I would be moving far far away. Without the alcoholic partner if he won’t agree.

he works, he’s actually got a great job and is successful in his career. But he WFH half the week. He’s a big guy so is able to get pretty drunk and then still perform at work the next day. They only come in the evenings when they know DD is about to have dinner/go to the bath. Although sometimes they do drop in en route somewhere without warning

OP posts:
Cliffordthedog · 13/05/2023 12:20

Lindjam · 13/05/2023 12:16

So does your DH not work?

What would happen if you were at playgroups/out with friends/out with DD alone when they came round?

I would be moving far far away. Without the alcoholic partner if he won’t agree.

yes, I am already looking for places in a different city

OP posts:
pillsthrillsandbellyache · 13/05/2023 12:29

Your poor mother. She has travelled a long way. Please stick up for her. Get your child away from this family. They will mess her up.

GCWorkNightmare · 13/05/2023 12:38

Cliffordthedog · 13/05/2023 11:36

They ar every attached to DD. They helped us out a lot after she was born and I had awful PND. We even lived with them for a time. Now we’ve got our own place and they theirs. They also have another granddaughter from SIL who they live with. However my DD is although it’s cringy to say somehow considered special cause an she’s extra bright kid and talks a lot etc. DHs mom also has cancer. I never thought personally that they would just start coming every day. My DH has substance issues because of how they raised him, with guilt tripping, controlling, neglect etc so I think it’s all connected.
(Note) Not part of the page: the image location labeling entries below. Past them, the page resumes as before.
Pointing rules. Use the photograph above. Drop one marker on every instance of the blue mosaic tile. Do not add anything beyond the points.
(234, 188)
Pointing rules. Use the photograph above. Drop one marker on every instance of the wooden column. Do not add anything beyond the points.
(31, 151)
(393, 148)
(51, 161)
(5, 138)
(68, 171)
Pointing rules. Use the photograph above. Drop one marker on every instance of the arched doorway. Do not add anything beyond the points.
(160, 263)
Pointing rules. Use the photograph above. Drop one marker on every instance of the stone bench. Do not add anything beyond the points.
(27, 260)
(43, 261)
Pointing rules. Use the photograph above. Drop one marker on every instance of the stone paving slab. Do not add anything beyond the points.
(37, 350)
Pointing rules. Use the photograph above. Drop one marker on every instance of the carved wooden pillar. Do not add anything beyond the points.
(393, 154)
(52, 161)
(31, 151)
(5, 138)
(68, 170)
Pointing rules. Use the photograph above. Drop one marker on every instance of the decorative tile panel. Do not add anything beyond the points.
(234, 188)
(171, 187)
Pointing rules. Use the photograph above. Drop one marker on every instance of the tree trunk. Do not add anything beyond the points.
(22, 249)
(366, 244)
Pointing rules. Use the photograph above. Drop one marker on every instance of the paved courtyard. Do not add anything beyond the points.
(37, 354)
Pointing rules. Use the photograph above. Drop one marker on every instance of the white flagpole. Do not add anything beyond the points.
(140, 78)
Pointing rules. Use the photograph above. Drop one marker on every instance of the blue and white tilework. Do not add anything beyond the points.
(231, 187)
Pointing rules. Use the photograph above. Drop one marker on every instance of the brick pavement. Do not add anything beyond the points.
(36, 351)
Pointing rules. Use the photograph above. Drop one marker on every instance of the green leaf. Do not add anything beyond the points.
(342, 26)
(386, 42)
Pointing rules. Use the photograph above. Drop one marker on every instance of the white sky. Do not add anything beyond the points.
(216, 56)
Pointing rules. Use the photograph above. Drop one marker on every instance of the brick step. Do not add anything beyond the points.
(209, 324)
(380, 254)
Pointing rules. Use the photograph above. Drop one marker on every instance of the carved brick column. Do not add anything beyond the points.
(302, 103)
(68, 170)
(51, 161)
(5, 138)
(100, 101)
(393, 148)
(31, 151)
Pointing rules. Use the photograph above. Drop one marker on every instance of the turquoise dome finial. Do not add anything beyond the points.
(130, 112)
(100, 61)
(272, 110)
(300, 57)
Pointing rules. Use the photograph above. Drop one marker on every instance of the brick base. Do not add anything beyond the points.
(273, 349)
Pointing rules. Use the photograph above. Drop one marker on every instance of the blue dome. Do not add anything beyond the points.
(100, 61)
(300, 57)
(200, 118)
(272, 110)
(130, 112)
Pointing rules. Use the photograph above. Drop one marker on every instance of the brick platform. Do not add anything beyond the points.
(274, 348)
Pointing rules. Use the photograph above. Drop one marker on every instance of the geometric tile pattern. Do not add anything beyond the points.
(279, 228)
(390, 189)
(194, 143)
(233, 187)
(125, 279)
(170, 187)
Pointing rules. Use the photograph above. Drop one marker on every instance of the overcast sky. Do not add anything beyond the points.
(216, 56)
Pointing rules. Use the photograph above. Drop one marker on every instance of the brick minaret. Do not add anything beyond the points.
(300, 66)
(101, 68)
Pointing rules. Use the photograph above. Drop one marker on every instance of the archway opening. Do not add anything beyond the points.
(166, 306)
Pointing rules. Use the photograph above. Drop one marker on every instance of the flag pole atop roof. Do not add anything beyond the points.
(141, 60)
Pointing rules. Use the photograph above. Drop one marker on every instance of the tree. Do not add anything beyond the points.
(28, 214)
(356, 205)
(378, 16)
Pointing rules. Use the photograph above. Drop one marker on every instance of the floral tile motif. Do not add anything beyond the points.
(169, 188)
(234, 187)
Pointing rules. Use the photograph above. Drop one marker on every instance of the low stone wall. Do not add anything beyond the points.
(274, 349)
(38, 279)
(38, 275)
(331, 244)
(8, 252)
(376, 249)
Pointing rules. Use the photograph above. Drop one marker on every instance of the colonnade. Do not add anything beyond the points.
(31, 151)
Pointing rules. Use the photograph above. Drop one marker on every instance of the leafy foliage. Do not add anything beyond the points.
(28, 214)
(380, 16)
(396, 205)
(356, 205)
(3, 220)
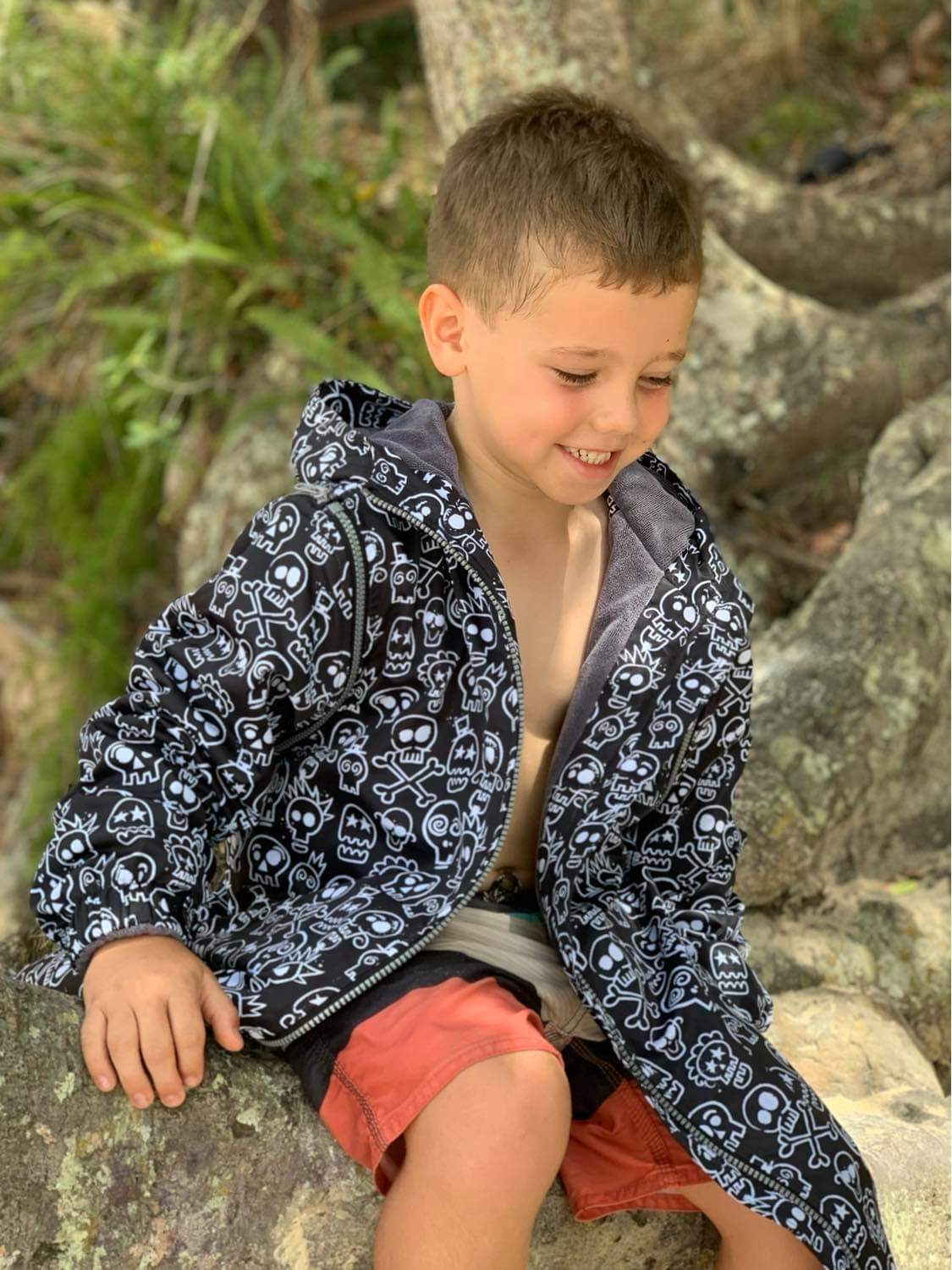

Why, given all that, would you have assumed they would have common decency?

Behaviour is communication. You allowing them to call the shots has encouraged this.

GCWorkNightmare · 13/05/2023 12:40

SuperSange · 13/05/2023 11:42

So, what are you going to do? When she gets older, she'll be crying for her Gran at bedtime. How will you feel then? She doesn't care about your feelings, so stop caring about hers.

You don’t HAVE TO do anything of the sort.

Wenfy · 13/05/2023 12:46

I don’t think you should be changing your dd’s routine for a mum who visits once a year at best. Like it or not it is your in laws that are treating you like a daughter & not your mum. Where was your mum when they were the ones who supported you during your pnd and you were living with them? My own mil used to visit from India (despite having no English) as much as her visa allowed to support her daughter.

This is NOT a normal in law situation and you should stop engaging with it as such. You need to think of this from the perspective that your mum is a guest, a visitor who your child doesn’t trust or know and shouldn’t be involved in a child’s bathtime routine just because you want to equalise things.

SchoolTripDrama · 13/05/2023 12:51

I find it really disturbing that your FIL insists on bathing her 😳

Equalitea · 13/05/2023 12:52

In the kindest possible way it might be an idea to create some distance between them and your daughter if your DH has those issues because of them and they still guilt trip and freeze etc.
As a mother it would be my instinct to protect the same happening to my child from them.
They clearly don’t care about what you want/feel/think so it’s important that you stand your ground and advocate for your daughter (who the hell needs such a bath time audience anyway?!)

PinkArt · 13/05/2023 12:55

You don't have to play hostess, you don't have to open the door to them (change the lock if they have a key), you don't have to have anyone over to your house on a daily basis, you don't have to go along with this insane level of enmeshment, you don't have to stay with an alcoholic partner. You have choices here but it sounds like they've weighed you down into not thinking you do. It's great they supported you during PND but you don't owe them for that, that's just something you do when someone you care for is struggling.